Together, the answer is $441+400=\boxed{\textbf{(C)} \, 841}.$

~MRENTHUSIASM

Solution 5 (Pick's Theorem)

Let $P = (x, y)$. Since the problem asks for taxicab distances from the origin, we want $|x| + |y| \le 20$. The graph of all solutions to this equation on the $xy$-plane is a square with vertices at $(0, \pm 20)$ and $(\pm 20, 0)$ (In order to prove this, one can divide the sections of this graph into casework on the four quadrants, and tie together the resulting branches.) We want the number of lattice points on the border of the square and inside the square. Each side of the square goes through an equal number of lattice points, so if we focus on one side going from $(0,20)$ to $(20, 0)$, we can see that it goes through $21$ points in total. In addition, each of the vertices gets counted twice, so the total number of border points is $21\cdot4 - 4 = 80$. Also, the area of the square is $800$, so when we plug this information inside Pick's theorem, we get $800 = i + \frac{80}{2} - 1 \implies i = 761$. Then our answer is $761+80 = \boxed{\textbf{(C)} \, 841}.$

~ Oxymoronic15

Solution 6 (Stars and Bars)

Instead of considering all points with integer coordinates, first consider points with nonnegative coordinates only. Then, we want $x + y \le 20$ where $x$ and $y$ are nonnegative integers. We can introduce a third variable, say $z$, such that $z = 20 - (x + y)$. Note that counting the number of ways to have $x + y + z = 20$ is the same as counting the number of ways to have $x + y \le 20$. Therefore, by stars and bars, there are $\dbinom{20 + 3 - 1}{3 - 1} = 231$ solutions with nonnegative integer coordinates.
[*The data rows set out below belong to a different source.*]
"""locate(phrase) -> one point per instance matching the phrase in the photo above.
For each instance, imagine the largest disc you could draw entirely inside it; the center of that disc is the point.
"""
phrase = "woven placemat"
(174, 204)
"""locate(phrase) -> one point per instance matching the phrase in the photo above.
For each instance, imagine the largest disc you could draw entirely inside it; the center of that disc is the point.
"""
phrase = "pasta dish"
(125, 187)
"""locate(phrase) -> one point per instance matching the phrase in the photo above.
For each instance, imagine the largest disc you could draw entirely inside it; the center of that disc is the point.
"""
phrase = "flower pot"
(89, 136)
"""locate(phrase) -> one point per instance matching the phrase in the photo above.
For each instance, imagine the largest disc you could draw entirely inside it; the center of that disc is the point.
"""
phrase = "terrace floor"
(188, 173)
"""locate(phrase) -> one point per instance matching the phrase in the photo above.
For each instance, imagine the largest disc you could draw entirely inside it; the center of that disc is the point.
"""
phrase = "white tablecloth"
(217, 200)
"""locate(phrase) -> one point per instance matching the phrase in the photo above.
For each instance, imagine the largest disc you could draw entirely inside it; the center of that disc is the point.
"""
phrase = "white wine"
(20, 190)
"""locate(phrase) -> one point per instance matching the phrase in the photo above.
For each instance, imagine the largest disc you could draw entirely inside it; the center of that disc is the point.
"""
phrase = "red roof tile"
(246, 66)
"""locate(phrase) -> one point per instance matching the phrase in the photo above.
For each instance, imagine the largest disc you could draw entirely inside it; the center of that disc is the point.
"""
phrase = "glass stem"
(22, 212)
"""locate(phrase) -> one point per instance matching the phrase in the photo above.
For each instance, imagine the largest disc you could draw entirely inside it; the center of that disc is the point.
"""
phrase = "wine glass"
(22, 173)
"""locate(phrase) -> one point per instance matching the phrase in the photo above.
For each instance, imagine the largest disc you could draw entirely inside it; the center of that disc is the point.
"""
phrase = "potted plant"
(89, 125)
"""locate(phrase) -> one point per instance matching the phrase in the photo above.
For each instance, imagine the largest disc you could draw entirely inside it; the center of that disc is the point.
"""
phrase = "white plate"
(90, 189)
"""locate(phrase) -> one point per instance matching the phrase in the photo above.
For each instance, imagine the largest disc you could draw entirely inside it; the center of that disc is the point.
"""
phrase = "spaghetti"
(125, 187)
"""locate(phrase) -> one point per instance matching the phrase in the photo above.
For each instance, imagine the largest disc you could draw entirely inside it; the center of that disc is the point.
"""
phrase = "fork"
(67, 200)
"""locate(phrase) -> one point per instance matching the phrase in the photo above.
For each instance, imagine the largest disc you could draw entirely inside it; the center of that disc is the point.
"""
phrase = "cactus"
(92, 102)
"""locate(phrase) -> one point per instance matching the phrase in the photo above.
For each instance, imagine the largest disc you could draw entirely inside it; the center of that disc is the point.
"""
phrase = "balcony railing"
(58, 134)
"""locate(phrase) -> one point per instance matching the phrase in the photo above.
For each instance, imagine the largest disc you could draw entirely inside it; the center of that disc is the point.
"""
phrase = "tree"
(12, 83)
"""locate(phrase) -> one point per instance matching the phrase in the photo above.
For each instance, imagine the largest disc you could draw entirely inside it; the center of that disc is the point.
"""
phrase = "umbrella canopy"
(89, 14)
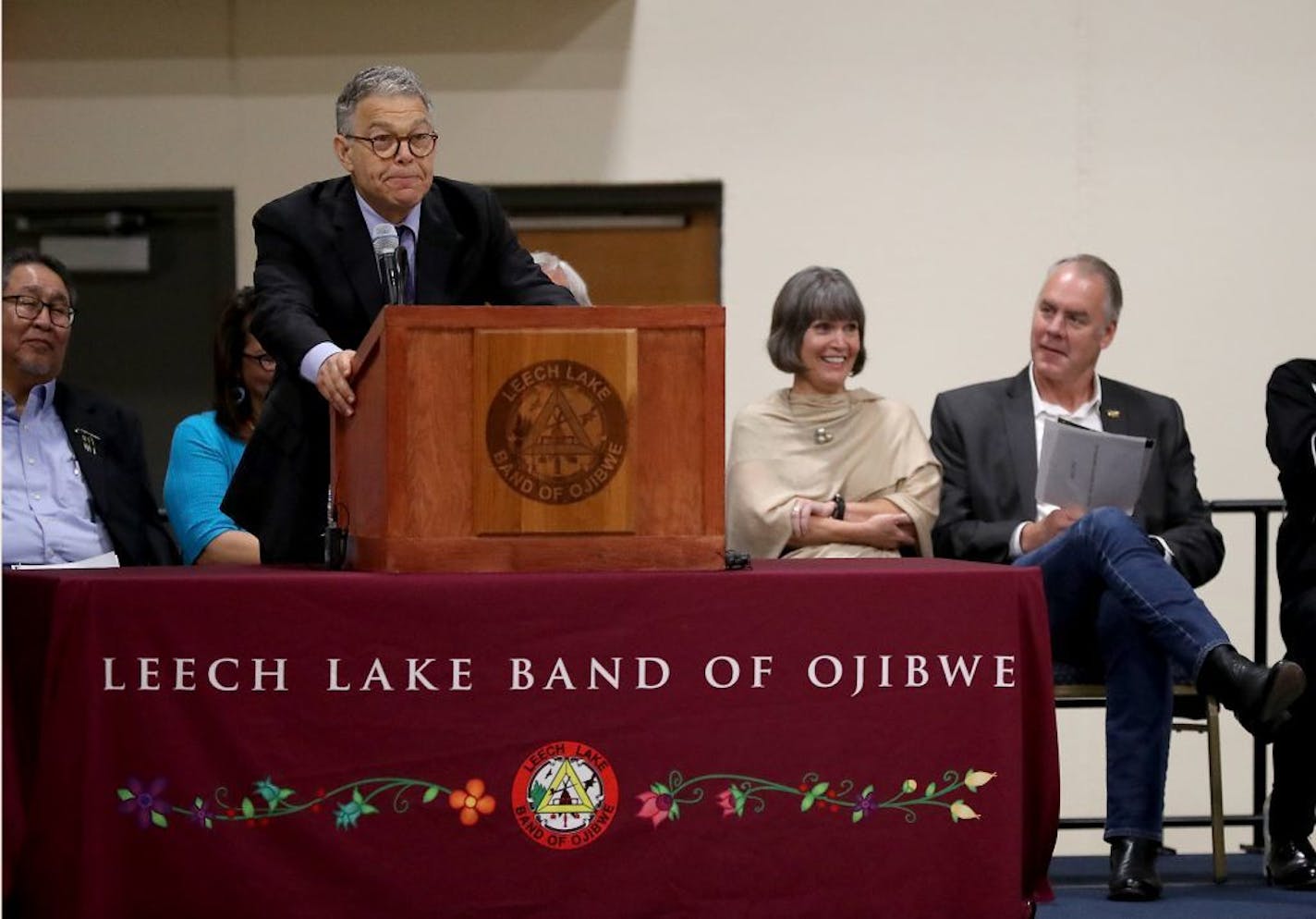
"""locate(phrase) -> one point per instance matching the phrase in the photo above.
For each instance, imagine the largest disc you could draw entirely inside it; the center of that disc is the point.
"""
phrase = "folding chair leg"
(1217, 811)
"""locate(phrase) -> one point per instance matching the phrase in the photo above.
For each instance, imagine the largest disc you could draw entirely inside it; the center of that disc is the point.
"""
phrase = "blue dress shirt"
(47, 509)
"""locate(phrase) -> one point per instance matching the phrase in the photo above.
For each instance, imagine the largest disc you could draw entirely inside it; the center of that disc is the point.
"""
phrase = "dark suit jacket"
(984, 437)
(107, 440)
(316, 281)
(1291, 440)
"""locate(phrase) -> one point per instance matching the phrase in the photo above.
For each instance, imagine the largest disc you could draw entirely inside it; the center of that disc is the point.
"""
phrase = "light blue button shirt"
(312, 360)
(47, 509)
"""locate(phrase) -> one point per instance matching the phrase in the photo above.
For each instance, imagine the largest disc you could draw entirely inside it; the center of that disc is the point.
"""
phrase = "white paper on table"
(104, 559)
(1091, 468)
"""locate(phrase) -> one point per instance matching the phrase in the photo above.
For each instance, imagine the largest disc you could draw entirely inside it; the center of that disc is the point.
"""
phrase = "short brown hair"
(232, 402)
(812, 294)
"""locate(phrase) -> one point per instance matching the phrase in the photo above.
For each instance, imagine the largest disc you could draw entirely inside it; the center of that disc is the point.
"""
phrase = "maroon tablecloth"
(185, 742)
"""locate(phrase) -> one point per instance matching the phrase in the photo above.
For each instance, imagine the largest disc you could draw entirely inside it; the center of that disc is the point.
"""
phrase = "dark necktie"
(408, 245)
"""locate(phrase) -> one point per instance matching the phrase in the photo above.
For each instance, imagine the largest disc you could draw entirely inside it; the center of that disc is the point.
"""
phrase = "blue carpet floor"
(1079, 885)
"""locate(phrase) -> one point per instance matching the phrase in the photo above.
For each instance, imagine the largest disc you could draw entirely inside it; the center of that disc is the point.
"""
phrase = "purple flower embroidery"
(201, 814)
(145, 802)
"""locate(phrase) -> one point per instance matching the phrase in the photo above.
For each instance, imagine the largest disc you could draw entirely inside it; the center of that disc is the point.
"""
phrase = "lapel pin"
(89, 440)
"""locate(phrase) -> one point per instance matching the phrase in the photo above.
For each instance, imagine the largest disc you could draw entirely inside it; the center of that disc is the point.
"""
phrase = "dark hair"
(810, 295)
(18, 257)
(232, 403)
(1092, 264)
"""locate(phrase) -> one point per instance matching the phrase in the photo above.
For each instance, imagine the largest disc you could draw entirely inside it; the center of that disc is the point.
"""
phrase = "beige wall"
(940, 152)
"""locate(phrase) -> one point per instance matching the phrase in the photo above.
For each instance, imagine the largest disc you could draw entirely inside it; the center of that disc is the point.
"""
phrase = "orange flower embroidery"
(471, 802)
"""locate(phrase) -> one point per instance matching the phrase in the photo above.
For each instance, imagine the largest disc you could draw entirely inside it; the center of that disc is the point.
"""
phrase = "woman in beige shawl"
(819, 471)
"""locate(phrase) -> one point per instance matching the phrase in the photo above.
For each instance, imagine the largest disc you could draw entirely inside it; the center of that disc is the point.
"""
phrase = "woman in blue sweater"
(207, 447)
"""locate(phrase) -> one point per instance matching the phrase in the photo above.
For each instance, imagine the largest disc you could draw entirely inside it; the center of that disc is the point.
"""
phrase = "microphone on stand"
(384, 239)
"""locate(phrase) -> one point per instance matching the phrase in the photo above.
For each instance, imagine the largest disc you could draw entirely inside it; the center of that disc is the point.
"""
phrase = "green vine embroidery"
(270, 802)
(664, 800)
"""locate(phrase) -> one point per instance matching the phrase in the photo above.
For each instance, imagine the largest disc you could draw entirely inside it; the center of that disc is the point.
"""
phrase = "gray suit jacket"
(984, 437)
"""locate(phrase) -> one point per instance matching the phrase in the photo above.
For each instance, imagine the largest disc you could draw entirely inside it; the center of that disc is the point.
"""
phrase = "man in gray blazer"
(1119, 589)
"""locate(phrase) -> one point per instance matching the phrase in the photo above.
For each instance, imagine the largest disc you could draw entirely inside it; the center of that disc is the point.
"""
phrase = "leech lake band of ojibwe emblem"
(565, 794)
(557, 432)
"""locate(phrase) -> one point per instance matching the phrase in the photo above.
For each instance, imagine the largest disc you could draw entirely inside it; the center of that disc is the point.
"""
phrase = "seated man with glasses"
(75, 484)
(319, 288)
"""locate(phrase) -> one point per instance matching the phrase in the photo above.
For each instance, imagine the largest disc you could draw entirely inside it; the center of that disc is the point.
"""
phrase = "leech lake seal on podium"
(555, 432)
(565, 794)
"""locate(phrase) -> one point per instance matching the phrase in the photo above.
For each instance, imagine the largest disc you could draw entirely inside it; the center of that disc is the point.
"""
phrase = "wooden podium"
(533, 438)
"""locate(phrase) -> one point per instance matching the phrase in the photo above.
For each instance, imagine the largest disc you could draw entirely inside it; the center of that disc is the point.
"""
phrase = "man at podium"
(323, 274)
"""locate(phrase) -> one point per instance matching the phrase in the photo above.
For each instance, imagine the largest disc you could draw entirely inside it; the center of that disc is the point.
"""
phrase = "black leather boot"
(1260, 698)
(1291, 864)
(1133, 869)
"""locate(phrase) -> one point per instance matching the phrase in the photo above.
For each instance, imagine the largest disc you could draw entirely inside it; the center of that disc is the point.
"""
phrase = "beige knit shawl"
(874, 447)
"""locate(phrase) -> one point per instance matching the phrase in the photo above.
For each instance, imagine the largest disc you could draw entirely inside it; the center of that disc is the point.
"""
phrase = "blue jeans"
(1114, 602)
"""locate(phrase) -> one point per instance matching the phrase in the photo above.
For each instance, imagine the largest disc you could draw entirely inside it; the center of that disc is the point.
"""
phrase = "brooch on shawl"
(90, 441)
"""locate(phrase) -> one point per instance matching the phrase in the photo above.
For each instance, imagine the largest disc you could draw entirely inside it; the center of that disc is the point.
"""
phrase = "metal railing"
(1261, 509)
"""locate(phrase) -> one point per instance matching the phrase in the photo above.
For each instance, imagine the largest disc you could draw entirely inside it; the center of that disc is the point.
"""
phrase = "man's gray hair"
(567, 276)
(1090, 266)
(378, 80)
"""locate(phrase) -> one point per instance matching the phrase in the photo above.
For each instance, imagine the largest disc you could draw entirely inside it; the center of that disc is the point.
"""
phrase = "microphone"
(384, 239)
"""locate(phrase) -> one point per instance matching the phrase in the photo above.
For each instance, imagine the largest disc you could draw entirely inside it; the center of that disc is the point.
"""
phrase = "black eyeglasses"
(30, 307)
(266, 361)
(387, 145)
Then, we can copy our solutions over to the other four quadrants. First, so as not to overcount, we remove all points on the axes. There are $20 + 20 + 1 = 41$ such points with nonnegative integer coordinates. We multiply the $190$ remaining points by $4$ to get $760$ points that are not on the axes. Then, we can add back the $41$ nonnegative points on the axes, as well as the $40$ other points on the negative axes to get $760 + 41 + 40 = \boxed{\textbf{(C)} \, 841}.$

~ jamesl123456

Solution 7 (Fast, Cheese)

The number of lattice points is roughly equal to the area of a rhombus with diagonals of length 41. The area of the quadrilateral is $41^2/2 = 840.5$. The closest answer is $\boxed{\textbf{(C)} \, 841}.$.

Video Solution 1 (HOW TO THINK CREATIVELY!!!)

https://youtu.be/zTGRlr7eYKM

~Education, the Study of Everything

Video Solution 2 (First Understand the problem)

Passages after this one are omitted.